The Back to the Future Hoverboard by Mattel is not a hoverboard. It’s a board at best. Really, it’s just a piece of chintzy pink plastic that you can buy for $US120 if you’re a jerk. It doesn’t hover.
The bar for high tech toys was set low by this year’s hell-creature Furby, which we banished to a prison dimension reserved for space criminals after our review. But at least that was exciting, in the same sense that a brain haemorrhage or chair made out of poison is exciting. The hoverboard is just a fraud. And that really hurts, because we’ve been looking forward to this for almost a year.
Now for the most part, we’re not idiots at Gizmodo. We didn’t expect an actual flying hoverboard as depicted in the film, because that’s impossible. For now. But for over a hundred bucks, we expected something better than this.
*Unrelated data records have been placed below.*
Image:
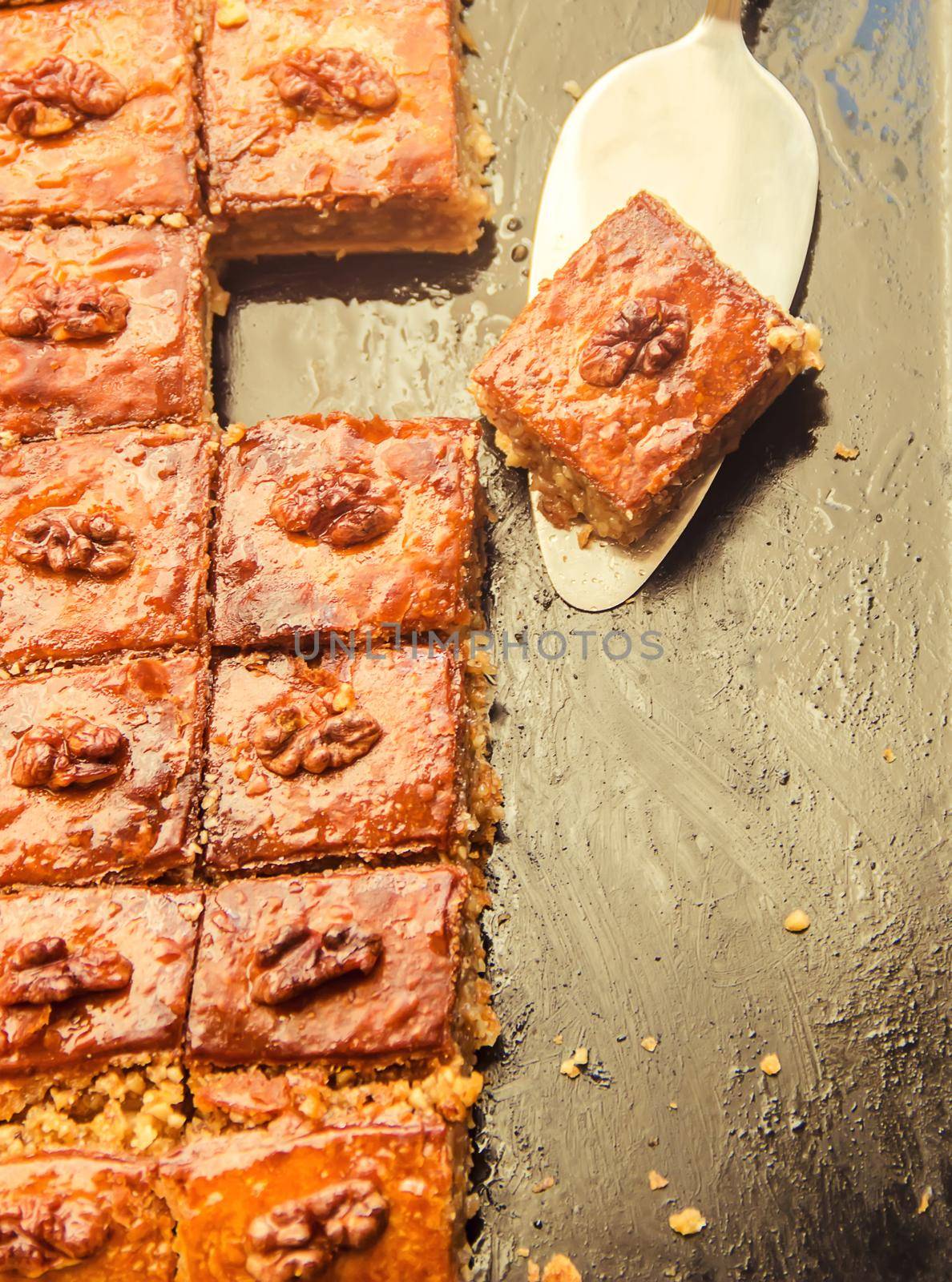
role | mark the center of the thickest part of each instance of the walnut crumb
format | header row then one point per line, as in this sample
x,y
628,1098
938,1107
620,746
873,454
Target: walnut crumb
x,y
231,13
234,433
687,1222
575,1063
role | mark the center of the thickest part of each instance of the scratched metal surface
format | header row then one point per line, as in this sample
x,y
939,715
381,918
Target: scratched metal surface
x,y
664,816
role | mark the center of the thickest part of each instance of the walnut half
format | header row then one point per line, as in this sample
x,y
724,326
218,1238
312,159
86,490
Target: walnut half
x,y
341,508
341,83
45,972
301,961
66,753
64,311
301,1240
646,337
87,542
315,736
50,1234
55,96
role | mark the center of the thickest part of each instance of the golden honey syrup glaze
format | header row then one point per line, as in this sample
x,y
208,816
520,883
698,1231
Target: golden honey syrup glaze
x,y
341,126
643,361
348,968
277,790
136,158
366,1203
104,544
90,1218
99,771
94,987
339,523
100,327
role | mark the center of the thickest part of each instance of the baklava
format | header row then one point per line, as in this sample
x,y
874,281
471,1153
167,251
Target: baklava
x,y
341,127
639,365
348,525
366,756
99,771
98,113
98,1217
347,1204
94,986
102,327
103,544
320,981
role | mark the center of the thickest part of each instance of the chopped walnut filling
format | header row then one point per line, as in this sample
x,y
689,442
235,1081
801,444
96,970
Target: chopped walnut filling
x,y
64,311
55,96
87,542
301,961
51,1234
343,508
71,752
646,337
326,734
46,972
303,1239
341,83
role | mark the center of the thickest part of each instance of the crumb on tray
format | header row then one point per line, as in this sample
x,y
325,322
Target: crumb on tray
x,y
687,1222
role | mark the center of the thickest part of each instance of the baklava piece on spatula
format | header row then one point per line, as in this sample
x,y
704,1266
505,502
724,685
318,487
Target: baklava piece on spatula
x,y
636,367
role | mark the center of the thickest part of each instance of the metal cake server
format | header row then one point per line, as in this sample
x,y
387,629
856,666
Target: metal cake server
x,y
702,125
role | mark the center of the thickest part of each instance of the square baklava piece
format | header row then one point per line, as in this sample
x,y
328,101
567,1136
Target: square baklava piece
x,y
103,544
348,525
102,327
341,127
94,987
353,971
366,756
99,769
636,367
98,115
99,1218
371,1203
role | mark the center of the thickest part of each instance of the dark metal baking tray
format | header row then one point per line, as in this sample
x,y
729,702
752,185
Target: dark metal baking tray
x,y
664,814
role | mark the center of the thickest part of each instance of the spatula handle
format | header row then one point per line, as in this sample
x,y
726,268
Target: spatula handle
x,y
727,10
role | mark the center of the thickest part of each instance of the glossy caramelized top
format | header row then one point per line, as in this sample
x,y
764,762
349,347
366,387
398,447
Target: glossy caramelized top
x,y
90,974
401,794
264,149
154,487
147,369
341,968
228,1194
141,157
135,820
87,1218
413,566
623,436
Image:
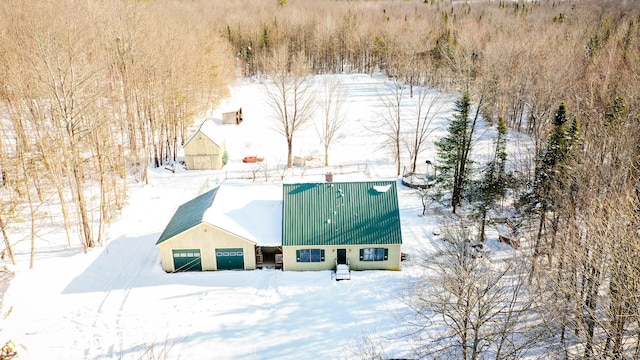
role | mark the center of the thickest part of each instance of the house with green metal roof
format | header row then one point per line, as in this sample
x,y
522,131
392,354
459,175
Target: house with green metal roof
x,y
339,226
328,224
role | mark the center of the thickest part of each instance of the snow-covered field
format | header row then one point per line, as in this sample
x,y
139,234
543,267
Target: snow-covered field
x,y
116,302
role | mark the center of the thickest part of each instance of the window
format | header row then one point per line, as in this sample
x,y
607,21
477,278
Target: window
x,y
310,255
374,254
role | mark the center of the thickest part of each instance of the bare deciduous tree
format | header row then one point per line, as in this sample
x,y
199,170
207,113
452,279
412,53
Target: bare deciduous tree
x,y
332,107
472,304
290,96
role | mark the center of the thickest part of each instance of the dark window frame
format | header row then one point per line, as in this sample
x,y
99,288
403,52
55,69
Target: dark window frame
x,y
310,255
374,254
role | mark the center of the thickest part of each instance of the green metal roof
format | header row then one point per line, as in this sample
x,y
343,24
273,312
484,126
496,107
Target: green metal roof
x,y
188,215
341,213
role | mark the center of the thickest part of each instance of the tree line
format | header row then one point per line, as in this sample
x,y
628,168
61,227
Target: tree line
x,y
89,102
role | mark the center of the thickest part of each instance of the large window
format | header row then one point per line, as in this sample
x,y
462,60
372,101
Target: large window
x,y
374,254
310,255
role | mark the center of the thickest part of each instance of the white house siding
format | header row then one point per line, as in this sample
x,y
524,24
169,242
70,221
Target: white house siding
x,y
353,255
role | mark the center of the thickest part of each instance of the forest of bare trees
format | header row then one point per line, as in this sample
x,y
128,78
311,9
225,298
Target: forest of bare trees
x,y
92,93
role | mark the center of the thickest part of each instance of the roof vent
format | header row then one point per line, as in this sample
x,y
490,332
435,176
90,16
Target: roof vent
x,y
382,188
328,177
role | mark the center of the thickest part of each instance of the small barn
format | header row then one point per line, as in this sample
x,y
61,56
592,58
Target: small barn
x,y
204,150
232,117
341,223
220,230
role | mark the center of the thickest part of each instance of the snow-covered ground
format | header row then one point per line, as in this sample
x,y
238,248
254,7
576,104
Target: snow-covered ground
x,y
116,302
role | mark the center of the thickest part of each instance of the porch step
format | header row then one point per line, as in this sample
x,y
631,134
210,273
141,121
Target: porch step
x,y
343,272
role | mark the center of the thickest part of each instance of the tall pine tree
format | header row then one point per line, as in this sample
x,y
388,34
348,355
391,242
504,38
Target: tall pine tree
x,y
454,164
551,169
492,185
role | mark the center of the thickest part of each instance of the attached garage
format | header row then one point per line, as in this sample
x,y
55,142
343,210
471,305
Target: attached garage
x,y
187,260
190,242
230,259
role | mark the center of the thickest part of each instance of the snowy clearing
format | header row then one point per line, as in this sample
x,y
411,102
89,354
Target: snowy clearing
x,y
116,302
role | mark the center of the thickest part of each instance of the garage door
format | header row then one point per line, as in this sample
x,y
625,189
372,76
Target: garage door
x,y
230,259
187,260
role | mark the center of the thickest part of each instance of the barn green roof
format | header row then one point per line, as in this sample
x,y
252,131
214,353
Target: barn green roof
x,y
341,213
188,215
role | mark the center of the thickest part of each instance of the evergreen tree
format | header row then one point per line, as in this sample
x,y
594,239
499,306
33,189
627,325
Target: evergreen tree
x,y
454,164
551,169
492,185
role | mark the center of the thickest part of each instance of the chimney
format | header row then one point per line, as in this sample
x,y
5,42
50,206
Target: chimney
x,y
328,177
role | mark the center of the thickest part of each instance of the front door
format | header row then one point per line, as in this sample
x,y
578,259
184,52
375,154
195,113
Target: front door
x,y
342,256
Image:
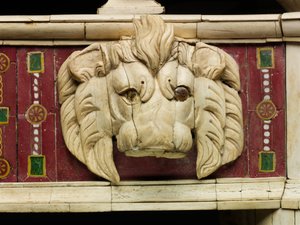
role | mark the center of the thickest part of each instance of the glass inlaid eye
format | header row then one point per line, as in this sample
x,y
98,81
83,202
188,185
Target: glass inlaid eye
x,y
131,95
181,93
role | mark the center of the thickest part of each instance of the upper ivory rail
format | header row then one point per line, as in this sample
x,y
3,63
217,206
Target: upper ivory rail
x,y
86,29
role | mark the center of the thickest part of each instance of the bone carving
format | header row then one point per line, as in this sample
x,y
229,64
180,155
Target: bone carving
x,y
157,94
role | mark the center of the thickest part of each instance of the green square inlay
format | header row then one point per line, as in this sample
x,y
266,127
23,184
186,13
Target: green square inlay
x,y
35,62
265,58
267,161
4,115
36,165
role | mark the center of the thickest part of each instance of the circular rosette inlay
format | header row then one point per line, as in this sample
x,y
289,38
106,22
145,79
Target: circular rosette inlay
x,y
4,63
36,114
266,110
4,168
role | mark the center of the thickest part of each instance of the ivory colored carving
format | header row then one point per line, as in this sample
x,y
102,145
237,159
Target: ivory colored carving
x,y
157,94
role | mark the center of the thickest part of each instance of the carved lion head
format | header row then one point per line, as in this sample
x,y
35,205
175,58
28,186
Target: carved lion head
x,y
157,95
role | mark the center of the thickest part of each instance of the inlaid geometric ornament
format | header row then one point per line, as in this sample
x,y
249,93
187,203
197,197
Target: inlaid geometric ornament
x,y
36,166
267,161
35,62
265,58
36,114
4,168
4,63
266,110
4,115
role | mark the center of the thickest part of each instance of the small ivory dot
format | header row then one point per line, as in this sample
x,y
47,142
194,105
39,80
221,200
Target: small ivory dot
x,y
35,81
35,153
35,89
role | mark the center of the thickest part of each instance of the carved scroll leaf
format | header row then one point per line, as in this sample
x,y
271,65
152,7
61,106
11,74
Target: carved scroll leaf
x,y
218,110
87,137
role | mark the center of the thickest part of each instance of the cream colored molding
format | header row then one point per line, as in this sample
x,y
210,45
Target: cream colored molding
x,y
293,110
291,196
260,28
112,89
290,5
252,193
131,7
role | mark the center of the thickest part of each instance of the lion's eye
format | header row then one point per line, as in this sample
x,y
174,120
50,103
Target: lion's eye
x,y
181,93
131,95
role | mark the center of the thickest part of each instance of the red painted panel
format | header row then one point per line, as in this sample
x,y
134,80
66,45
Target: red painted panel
x,y
24,82
46,137
47,82
9,81
278,77
9,148
8,136
48,146
255,84
65,167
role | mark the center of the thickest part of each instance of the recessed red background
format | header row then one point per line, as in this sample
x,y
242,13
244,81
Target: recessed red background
x,y
61,165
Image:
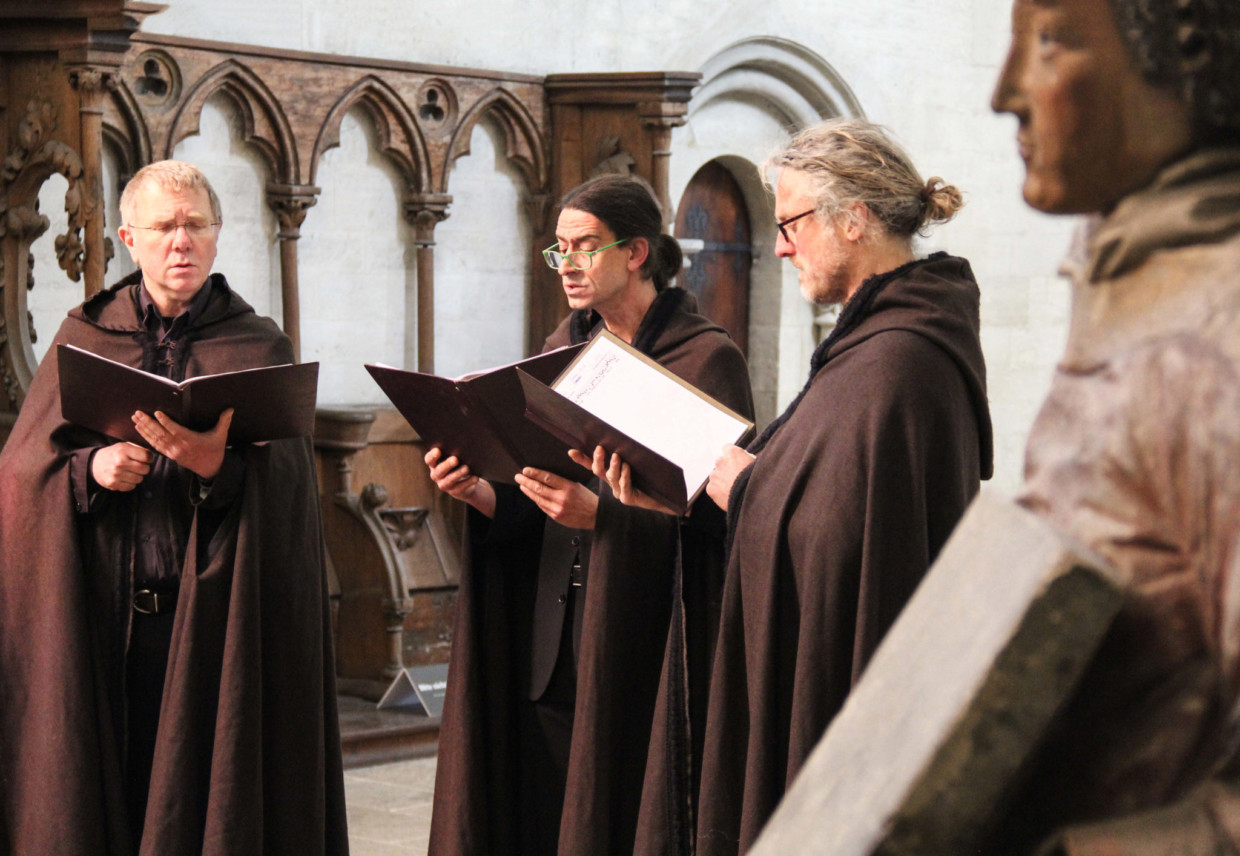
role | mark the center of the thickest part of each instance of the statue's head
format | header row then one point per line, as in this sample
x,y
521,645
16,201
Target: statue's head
x,y
1107,92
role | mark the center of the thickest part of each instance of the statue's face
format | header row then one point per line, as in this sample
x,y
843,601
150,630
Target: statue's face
x,y
1091,128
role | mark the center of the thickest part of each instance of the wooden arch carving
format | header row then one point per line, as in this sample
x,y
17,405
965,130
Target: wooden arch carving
x,y
263,120
523,144
399,135
125,130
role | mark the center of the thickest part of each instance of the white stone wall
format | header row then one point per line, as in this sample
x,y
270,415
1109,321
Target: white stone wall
x,y
924,70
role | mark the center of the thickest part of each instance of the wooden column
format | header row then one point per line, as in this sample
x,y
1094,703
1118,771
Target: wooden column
x,y
91,83
659,118
425,211
290,204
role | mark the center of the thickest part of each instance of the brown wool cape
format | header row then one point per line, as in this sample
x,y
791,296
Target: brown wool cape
x,y
247,759
853,491
644,620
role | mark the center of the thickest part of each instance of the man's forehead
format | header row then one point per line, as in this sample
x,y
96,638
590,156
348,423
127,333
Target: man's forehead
x,y
575,225
159,194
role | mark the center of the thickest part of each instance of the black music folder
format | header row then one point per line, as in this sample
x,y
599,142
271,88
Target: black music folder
x,y
480,417
269,403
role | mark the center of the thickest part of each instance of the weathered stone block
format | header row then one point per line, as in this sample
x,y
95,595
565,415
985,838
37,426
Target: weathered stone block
x,y
956,696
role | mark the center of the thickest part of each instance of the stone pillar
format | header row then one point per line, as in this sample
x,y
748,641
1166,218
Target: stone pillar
x,y
425,211
91,82
290,204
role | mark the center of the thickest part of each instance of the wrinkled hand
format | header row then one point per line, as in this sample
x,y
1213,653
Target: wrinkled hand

Mattel goes so far as to promise the following from its official movie replica: “Be assured your Hoverboard will gently glide over most level surfaces.” Gently glide! Be assured!
It doesn’t. Not even a little bit. Not gently, not roughly, not at all. There is zero gliding of any kind, because the thing is just a piece of plastic with a AA battery compartment and muddled movie sound effects that doesn’t really correspond much to stepping on it.
Yes, you can step on it. You can put a loose Velcro strap over one of your feet and stand on it, or hop around with it like some kind of polymer amputee. You can rock back and forth, maybe, or wave your hands to the side and use your imagination if your imagination is strong enough. But what you can’t do is hover. If you push hard enough, you can sort of drag it along with you as if it were a tween prisoner’s neon shackles. But it will not glide. Mattel, the company that makes Hot Wheels — still awesome — couldn’t even put a pair of detachable wheels on the thing. Or something. Anything to make this thing feel the slightest bit fun, have the slightest bit of magic, and give you the slightest reason to own it. Back To The Future is a pop culture treasure, and this thing could have been a fitting artefact. Instead it’s just landfill fodder.
What Is It?
A piece of bright pink plastic.
Who’s It For?
I don’t know.
Pink plastic. There’s no off switch for the sounds.
You stand on it. Or hang it on your wall, maybe.
The Best Part
It looks like the thing from the movie.
The hoverboard doesn’t hover or move in any manner.
This Is Weird…
Seriously, why isn’t there an off switch?